Urban and rural. Inner and outer. In support of workplace regulations and against them. Against Prohibition and in support of it.
These "very real differences" have existed between the two sides since the beginning, said Gail Achterman, a state transportation commission member, a member of Northwest Environmental Watch and the first director of the Institute of Natural Resources at Oregon State University, who spoke at Monday's Columbia Forum in Astoria.
However, the urban-rural divide has changed, its boundary becoming increasingly blurry. And Oregonians have an opportunity - and an obligation - to continue forging connections across the state, building - and rebuilding - economies, she said.
"You break down the urban-rural divide, and you build communities that are the kind of communities that this place and these people deserve," Achterman said, "by thinking about cooperation and community, and how you can sustain that over time in a way that nurtures people."
It's a process made difficult by the divisions that have persisted across the state, which are visible in politics, education and poverty levels, she said. While by definition, most places in Oregon are urban with 2,500 or more people, Portland and other urban centers have much denser populations.
In the 1980s, the state underwent a dramatic shift, when "the state's economy was transformed from one that relies on natural resources" to one that relies on high-technology, knowledge-based industries in urban areas, she said, noting that to survive, traditional economies in outer regions must change.
"If rural Oregon was its own state, it would be the fourth-poorest state in the country," Achterman said.
Why does the separation matter? Achterman pointed to taxes and the overall tax system. While many people point to a divide, Oregon is very connected when it comes to its economies, she said.
The Portland region pays more in taxes than it receives for state services; whereas rural residents benefit from the economic vitality of urban areas, she said. Rural areas need metropolitan ones to thrive; urban centers "would benefit with someone to share the burden."
And beyond that, it's a civic duty of citizens as stewards of the state "to build links across the state that will make Oregon whole and thriving," she said.
Some people are already helping make that happen, she said, noting that companies can form cross-state relationships, state leaders can help and local communities can decommodify products and create high-quality, sought-after brands - much like the local seafood initiative.

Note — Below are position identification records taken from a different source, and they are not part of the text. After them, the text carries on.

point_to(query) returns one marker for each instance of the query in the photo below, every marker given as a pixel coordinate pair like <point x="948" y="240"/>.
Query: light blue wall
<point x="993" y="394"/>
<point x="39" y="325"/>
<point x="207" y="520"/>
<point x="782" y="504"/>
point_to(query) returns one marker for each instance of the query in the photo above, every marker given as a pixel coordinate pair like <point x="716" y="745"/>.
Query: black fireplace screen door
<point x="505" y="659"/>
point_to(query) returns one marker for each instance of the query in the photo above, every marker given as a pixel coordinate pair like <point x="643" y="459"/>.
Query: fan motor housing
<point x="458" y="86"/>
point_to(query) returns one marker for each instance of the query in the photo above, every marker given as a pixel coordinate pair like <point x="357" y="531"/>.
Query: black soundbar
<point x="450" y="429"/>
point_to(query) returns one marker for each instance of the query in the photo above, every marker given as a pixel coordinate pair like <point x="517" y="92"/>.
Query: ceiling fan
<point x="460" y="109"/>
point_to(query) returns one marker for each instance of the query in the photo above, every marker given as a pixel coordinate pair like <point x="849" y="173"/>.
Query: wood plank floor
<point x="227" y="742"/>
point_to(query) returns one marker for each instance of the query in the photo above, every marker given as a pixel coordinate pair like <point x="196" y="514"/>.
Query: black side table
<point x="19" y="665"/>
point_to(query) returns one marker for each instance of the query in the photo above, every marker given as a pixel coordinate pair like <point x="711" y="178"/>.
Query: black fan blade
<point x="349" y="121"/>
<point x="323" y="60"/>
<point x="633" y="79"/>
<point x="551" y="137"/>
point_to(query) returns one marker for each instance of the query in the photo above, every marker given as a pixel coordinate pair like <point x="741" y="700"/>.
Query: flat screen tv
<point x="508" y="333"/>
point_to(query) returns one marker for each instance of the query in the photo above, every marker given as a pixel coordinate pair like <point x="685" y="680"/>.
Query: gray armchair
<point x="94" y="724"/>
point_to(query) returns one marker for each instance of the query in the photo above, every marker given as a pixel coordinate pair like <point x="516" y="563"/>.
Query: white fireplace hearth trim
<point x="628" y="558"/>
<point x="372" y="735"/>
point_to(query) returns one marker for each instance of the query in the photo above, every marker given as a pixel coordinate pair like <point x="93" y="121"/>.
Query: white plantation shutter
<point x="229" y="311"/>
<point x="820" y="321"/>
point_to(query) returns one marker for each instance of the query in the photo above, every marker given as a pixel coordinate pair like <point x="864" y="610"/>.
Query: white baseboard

But connections aren't just about products, she said, answering a question from Patrick Corcoran, an educator with Oregon Sea Grant, which develops research, outreach and education programs to help people understand the marine, geologic, social and economic forces that shape the region and to help conserve its resources.
Astoria's Corcoran voiced concerns that "place strategies" receive more attention than "people strategies," which would lead people in Clatsop County to ask, "What are people's skill mixes today, what do they need to be and how do we close that gap?" he said.
"I don't know where to go with that other than to raise people strategies on par with the sexier place strategy and investments," he said.
"When I talk to people who have lived on the land, who have lived in rural communities, who have worked hard all their lives, I find incredibly creative, innovative people," Achterman responded. "There's that story on Hurricane Katrina: The doctors and lawyers were worthless and the guy who ran the gas station was the hero of the community because he really knew how to do something."
While it's often easier to focus on "place strategies," which may be more easily measured, "Let's think about how we can learn from people and help them make their dreams realities, because they may have much better ideas than the rest of us," she said.
Facing mythic or real divisions and confronted with changing economies, some states have found success with their economic development strategies, Achterman said.
"We haven't been real strategic about our economic development strategy in this state for a long, long time," she said. "If you look at the states that have been the most successful in economic diversification and economic development in a positive way, most if not all of them have done it through a combination of investment in infrastructure and this linkage between industry clusters, where you have industries that have unique capacities ... and centers of excellence and research universities."
That's a strategy that the Oregon Innovation Council which she works with, wants to pursue.
But as many Oregon communities move toward tourism-based economies, Susan Spring of Gearhart wondered whether it was the right way to go. "Is that what tourism should look like?" she asked, questioning whether it would bring jobs.
"There are a lot of small businesses that without tourism wouldn't exist," Achterman said. "I think there are many communities throughout the Western United States that are dealing with this, and I don't think anybody's figured it out. I don't think there's a simple answer."
Still, she believes that Oregonians have the intelligence and cooperation to be stewards of the state.
"There is a divide, but it's not clear, it's not crisp," she said. "I think we can be worthy stewards of this place."